There is a variation on this that uses a separate table to simulate a two-phase commit: http://docs.mongodb.org/manual/tutorial/perform-two-phase-commits/
Edited: Upon interchange below, this seems to be a schema and updating issue. Question may become something like: I have some entries in an array, and the ordinal index to those entries relates to some other arrays as well.
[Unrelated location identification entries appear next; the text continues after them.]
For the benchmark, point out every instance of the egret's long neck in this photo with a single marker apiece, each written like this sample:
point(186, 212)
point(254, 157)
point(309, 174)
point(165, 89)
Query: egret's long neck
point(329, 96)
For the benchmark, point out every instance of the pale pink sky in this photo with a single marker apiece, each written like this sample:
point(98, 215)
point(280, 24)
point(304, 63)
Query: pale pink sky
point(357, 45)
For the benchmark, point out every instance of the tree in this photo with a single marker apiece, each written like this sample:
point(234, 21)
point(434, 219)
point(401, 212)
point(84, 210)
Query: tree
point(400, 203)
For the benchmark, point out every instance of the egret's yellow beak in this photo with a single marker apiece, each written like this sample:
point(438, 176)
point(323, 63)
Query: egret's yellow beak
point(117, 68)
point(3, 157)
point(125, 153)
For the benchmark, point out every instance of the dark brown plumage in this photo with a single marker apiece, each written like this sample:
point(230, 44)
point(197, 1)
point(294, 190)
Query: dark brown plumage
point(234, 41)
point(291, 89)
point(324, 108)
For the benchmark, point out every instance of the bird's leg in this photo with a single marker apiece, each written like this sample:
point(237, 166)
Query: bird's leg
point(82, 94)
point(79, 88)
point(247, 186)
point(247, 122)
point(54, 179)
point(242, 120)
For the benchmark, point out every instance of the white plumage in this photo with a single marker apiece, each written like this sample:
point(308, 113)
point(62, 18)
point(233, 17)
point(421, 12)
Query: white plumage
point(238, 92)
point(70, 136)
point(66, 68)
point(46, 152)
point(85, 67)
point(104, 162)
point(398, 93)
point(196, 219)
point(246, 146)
How do I perform deletes without having mismatches?
Three off the top possibilities occur, depending on frequency in the real world vs QA test scenarios.
Consider adding a deleted flag but keeping the records in the same order. If someone toggles, reuse the same record, but fix however you want.
Use an associative array (JS object) for each element (not a feature from relational world.) If you need an order, add an array that lists the keys in order. Both have syntax to update without touching anything other that what has changed, and will not overwrite changes to different fields.
Use an associative array where the keys are numbers. Actual deletion won't hurt retrieval.
stuff = {}
stuff[1] = {some:'details'}
stuff[2] = {some:'details2'}
Was
1) Are you making changes to the same field? Make that into an array, and push changes, and pop the latest to read the current value.
2) Are you changing different fields, but data is getting trounced? Then there is better syntax to use for the updating. you can update field by field.
$set: { 'fielda': 'valuea' }
won't lose edits on previous fields
3) change your schema
4) change the timing on the processes so they don't overlap. Or so they do so in smaller subsets, that you can manage to prevent from overlapping.
I'd like to know, just out of interest, what multiple processes are needed to make updates on the same record? I don't work with anything that looks like that.